قالب وردپرس درنا توس
Home / World / The World Court hears Iran's suit for lifting US sanctions

The World Court hears Iran's suit for lifting US sanctions



THE HAGUE (Reuters) – Iranian lawyers will petition the International Court of Justice on Monday for abandoning the US to lift the Trump government's sanctions on Tehran.

FILE PHOTO: The Iranian National Flags are on display in a square in Tehran February 10, 2012. REUTERS / Morteza Nikoubazl / Archive Photo

The lawsuit filed with the ICJ, also known as the World Court, states US sanctions damage the already weak economy, violate the terms of a little-known 1

955 friendship treaty between the two countries.

The United States, which will formally reply in oral submissions on Tuesday, must still give a public answer.
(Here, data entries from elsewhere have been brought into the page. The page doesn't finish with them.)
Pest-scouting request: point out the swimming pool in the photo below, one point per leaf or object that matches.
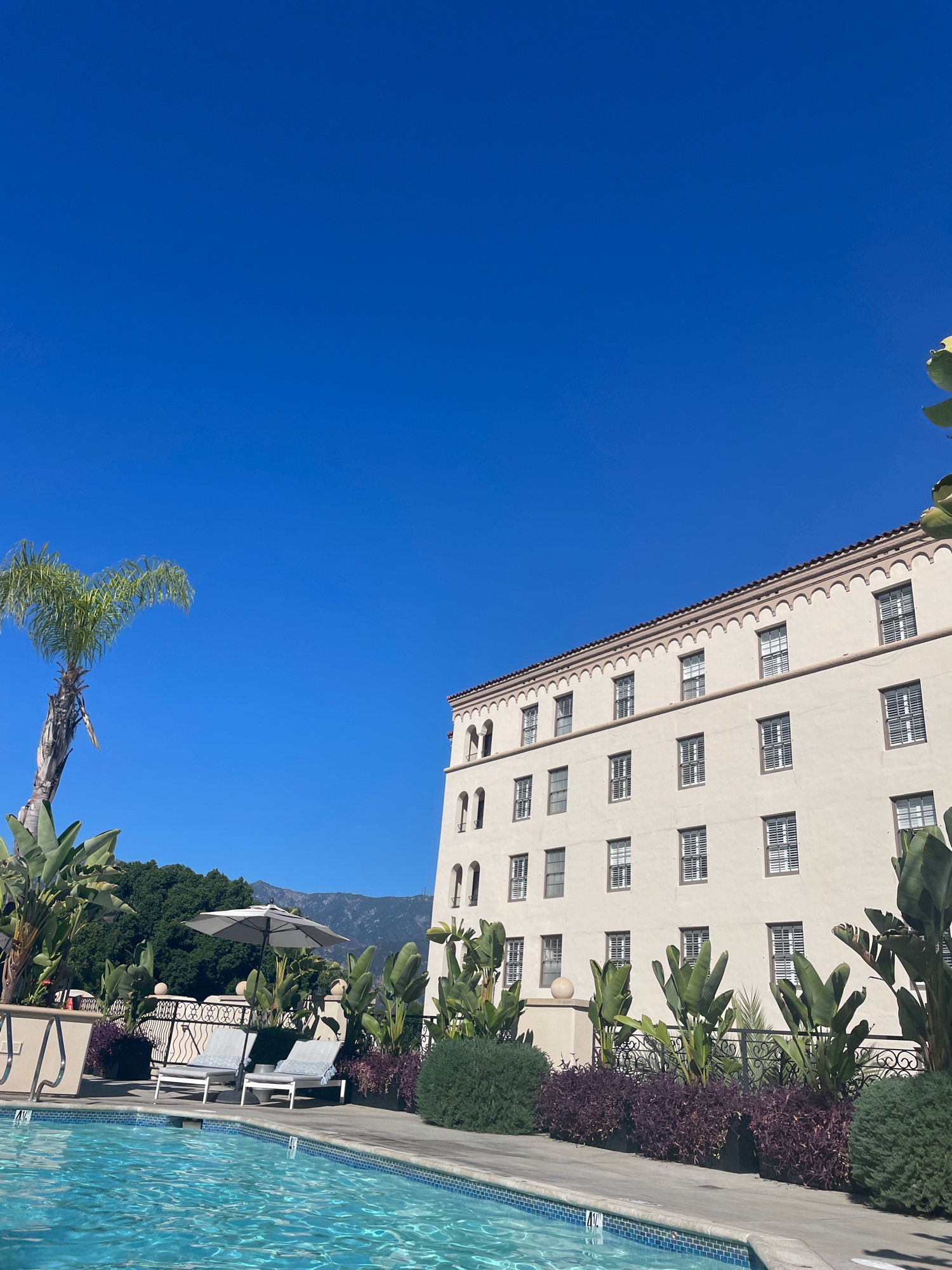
(150, 1196)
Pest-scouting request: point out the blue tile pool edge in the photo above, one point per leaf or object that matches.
(649, 1234)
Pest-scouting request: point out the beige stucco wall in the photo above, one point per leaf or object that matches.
(841, 785)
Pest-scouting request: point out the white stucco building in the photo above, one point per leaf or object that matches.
(738, 768)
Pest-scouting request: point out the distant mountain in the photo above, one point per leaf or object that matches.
(385, 921)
U.S. Lawyers are expected that the United Nations General Court should not have jurisdiction in the dispute, that the Friendship Treaty is no longer valid, and that the sanctions that Washington has imposed on Tehran will not violate it.
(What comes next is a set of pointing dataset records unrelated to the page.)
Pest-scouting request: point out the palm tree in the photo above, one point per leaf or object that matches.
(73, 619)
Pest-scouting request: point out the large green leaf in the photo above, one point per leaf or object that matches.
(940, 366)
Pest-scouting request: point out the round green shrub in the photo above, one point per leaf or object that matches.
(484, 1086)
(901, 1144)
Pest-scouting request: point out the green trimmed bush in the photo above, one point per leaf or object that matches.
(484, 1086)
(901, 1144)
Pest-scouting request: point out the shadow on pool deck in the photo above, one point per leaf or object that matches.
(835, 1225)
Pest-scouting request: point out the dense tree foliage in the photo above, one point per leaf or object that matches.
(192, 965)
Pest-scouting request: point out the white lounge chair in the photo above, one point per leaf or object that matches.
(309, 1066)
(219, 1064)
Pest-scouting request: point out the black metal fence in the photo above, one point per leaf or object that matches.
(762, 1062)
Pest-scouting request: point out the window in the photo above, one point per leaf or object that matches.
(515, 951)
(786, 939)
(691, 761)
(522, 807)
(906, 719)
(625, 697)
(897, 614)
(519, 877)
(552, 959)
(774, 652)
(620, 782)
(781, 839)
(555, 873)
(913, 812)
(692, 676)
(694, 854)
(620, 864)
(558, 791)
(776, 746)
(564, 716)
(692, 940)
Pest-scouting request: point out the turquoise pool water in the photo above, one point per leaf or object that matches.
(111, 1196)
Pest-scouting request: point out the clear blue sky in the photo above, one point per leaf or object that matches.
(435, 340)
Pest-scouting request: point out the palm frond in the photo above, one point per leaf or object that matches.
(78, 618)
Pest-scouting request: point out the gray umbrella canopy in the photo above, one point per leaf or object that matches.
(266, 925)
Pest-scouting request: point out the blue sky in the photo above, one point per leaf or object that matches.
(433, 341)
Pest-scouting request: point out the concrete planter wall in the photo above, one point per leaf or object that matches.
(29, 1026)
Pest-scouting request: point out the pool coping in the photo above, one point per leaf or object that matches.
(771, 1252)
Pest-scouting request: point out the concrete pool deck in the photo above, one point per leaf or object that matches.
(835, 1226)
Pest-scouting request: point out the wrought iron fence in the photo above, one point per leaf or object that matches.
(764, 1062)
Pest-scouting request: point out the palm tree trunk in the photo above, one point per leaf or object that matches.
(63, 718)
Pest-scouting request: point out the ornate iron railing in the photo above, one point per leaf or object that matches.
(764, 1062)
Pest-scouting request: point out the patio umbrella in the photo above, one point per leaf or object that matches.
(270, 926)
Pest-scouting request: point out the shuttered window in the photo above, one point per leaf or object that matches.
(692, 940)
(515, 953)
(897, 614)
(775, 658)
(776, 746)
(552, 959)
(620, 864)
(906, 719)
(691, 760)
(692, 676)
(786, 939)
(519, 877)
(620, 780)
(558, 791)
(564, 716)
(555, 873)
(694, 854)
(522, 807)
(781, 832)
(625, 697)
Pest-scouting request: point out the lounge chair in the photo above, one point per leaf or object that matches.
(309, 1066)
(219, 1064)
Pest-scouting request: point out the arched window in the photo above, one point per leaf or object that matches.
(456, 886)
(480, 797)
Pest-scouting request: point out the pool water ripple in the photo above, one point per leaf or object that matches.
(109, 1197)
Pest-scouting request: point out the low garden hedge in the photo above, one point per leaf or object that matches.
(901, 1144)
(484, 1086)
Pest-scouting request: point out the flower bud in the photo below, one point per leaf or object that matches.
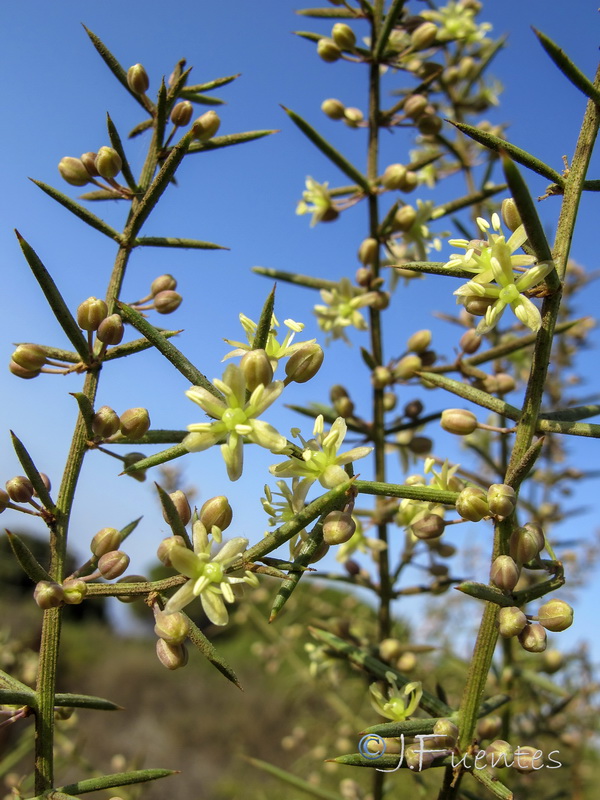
(166, 302)
(73, 171)
(111, 330)
(135, 422)
(511, 621)
(472, 504)
(108, 162)
(504, 573)
(216, 511)
(338, 527)
(20, 489)
(333, 108)
(113, 564)
(137, 79)
(555, 615)
(182, 113)
(527, 543)
(173, 628)
(48, 594)
(304, 364)
(343, 36)
(458, 421)
(431, 526)
(105, 422)
(502, 500)
(257, 369)
(182, 507)
(91, 313)
(205, 127)
(171, 656)
(328, 50)
(419, 341)
(105, 541)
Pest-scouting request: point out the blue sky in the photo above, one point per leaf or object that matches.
(57, 91)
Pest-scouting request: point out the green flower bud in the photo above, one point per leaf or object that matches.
(113, 564)
(257, 369)
(338, 527)
(20, 489)
(555, 615)
(216, 511)
(111, 330)
(134, 423)
(48, 594)
(205, 127)
(527, 543)
(107, 540)
(472, 504)
(333, 108)
(511, 621)
(173, 628)
(343, 36)
(419, 341)
(502, 500)
(171, 656)
(182, 113)
(304, 364)
(328, 50)
(182, 506)
(105, 422)
(73, 171)
(108, 162)
(504, 573)
(91, 313)
(137, 79)
(458, 421)
(166, 302)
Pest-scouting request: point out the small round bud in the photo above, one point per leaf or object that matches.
(164, 283)
(108, 162)
(166, 302)
(182, 113)
(182, 506)
(91, 313)
(216, 511)
(343, 36)
(20, 489)
(111, 330)
(338, 527)
(511, 621)
(333, 108)
(48, 594)
(419, 341)
(113, 564)
(328, 50)
(107, 540)
(73, 171)
(304, 364)
(205, 127)
(257, 369)
(105, 422)
(472, 504)
(135, 422)
(458, 421)
(555, 615)
(171, 656)
(431, 526)
(173, 628)
(502, 500)
(137, 79)
(504, 573)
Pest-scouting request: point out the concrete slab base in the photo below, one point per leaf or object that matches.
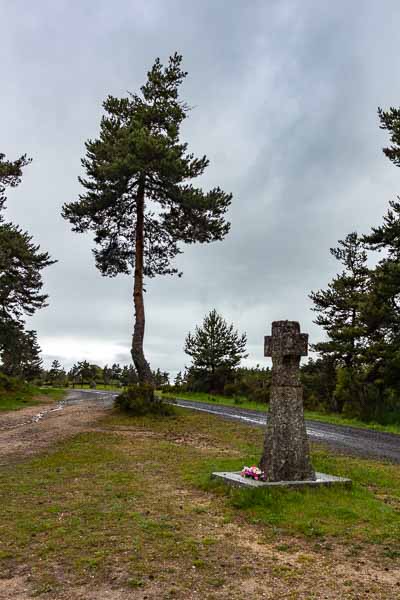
(235, 479)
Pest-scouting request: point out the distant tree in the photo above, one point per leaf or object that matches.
(216, 349)
(160, 378)
(390, 120)
(10, 175)
(56, 374)
(107, 375)
(178, 379)
(138, 198)
(74, 375)
(21, 263)
(116, 372)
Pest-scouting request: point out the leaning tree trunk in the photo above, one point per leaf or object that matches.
(141, 364)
The hearing, in essence, a request from Iran for a preliminary decision, will take four days to follow with a decision within a month.

The ICJ is the United Nations International Settlement Body. Their judgments are binding, but they have no power to enforce them, and in rare cases have been ignored by some countries, including the United States.

U.S. President Donald Trump has withdrawn from a pact between Iran and the five permanent members of the UN Security Council in 2015, and his government has then announced unilateral plans to restore sanctions against Tehran.

Under the 2015 agreement, which Trump regards as flawed, Iran has halted its controversial nuclear program under US surveillance, in return for the lifting of international sanctions.

Although the United States European allies have protested against Trump, most western companies intend to abide by the sanctions, preferring to lose business in Iran rather than being punished by the US or doing business there ,

The ICJ has so far ruled that the 1955 treaty is still valid, although it was signed long before the Islamic Revolution of 1979, which triggered decades of hostile relations with Washington.

Letter from Toby Sterling; Edited by David Goodman

Our Standards: The Thomson Reuters Trust Principles.